Dr. Steve McDaniel, Managing partner and Chief Innovation Officer at ReactiveSurfaces Source: ReactiveSurfaces

Dr. Steve McDaniel, Managing partner and Chief Innovation Officer at ReactiveSurfaces Source: ReactiveSurfaces

The ecotrend approaches the biocide technology. How they obtain conventional biocides explains Dr. Steve McDaniel, Managing partner and Chief Innovation Officer at ReactiveSurfaces. 1. The Biocidal Products Directive requires that biocidal products containing active substances to be authorized or registered. You are showcasing non-toxic and non polluting biocides. How do these green biocides work? Pharmaceutical research has lead to promising natural biocides for coatings, antimicrobial peptides (AMPs). AMPs act through by an initial peptide-cell membrane interaction followed by displacement of lipids and alteration of the membrane structure.

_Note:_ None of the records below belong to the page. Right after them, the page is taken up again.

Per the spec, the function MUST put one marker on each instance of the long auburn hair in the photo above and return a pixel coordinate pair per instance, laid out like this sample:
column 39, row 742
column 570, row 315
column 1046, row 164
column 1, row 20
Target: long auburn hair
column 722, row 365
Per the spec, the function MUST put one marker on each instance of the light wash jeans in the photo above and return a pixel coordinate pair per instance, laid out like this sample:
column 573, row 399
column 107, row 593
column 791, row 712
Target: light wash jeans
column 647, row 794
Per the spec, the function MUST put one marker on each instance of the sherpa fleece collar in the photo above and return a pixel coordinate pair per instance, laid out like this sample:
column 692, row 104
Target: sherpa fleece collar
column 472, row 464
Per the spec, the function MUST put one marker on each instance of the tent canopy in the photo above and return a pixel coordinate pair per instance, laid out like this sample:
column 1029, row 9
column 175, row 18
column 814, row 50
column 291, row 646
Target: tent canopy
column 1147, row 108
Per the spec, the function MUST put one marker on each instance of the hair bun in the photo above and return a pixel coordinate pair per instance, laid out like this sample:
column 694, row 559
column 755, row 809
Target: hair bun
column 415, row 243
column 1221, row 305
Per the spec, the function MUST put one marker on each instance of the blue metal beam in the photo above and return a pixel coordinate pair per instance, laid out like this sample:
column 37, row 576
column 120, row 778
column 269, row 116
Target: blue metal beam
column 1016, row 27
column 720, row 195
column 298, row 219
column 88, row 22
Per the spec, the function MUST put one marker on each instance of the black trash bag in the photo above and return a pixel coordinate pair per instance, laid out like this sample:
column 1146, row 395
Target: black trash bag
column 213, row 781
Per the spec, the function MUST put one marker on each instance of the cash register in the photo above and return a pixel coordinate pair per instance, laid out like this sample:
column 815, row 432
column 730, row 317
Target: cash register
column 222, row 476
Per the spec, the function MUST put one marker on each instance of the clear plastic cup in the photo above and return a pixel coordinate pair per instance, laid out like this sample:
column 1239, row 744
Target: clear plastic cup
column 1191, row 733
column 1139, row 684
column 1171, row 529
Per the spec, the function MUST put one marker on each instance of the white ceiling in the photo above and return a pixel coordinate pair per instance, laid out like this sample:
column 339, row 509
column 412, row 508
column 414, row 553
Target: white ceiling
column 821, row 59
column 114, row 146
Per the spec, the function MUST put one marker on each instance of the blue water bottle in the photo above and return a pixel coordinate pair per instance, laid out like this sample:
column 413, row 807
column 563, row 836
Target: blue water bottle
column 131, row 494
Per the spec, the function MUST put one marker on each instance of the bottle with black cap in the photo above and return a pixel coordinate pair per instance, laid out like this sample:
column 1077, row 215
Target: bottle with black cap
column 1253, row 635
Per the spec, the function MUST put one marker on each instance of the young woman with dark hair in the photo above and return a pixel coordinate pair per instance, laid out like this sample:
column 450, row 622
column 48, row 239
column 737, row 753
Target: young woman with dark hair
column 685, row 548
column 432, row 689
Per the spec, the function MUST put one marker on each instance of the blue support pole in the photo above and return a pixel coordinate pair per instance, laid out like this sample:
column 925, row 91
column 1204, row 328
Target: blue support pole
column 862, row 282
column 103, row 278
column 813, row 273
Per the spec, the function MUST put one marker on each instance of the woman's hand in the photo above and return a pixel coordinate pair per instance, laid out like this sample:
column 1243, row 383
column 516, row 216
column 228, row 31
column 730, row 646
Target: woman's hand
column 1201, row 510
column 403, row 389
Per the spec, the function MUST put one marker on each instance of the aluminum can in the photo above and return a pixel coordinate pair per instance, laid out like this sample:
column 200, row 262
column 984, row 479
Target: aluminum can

By compromising the integrity of the membrane, in addition to rapid killing, AMPs in small amounts have a synergistic effects on other biocides. This mode of action prevents resistance development. 2. How do this bioenineerd biocides perform in comparision to conventional biocides? Efficacy studies comparing AMPs to traditional biocides show that these bio-based additives work as well and, in many cases, better than conventional biocides, at very low concentrations. For instance, AMPs admixed into 2-part polyurethane films on metal coupons out perform quaternary silanes and nano-silver biocides by 4-5 logs against bacteria. 3. What are the potential applications? AMPs combine human-safety and environmentally-friendly nature of naturally-derived biocides with the fast-acting and broad spectrum nature of more traditional chemical biocides. They can be used alone or synergistically in combination with existing biocides to quickly and effectively kill fungi and bacteria, including the spore stages of such microorganisms, as well as certain protozoa and encapsulated viruses.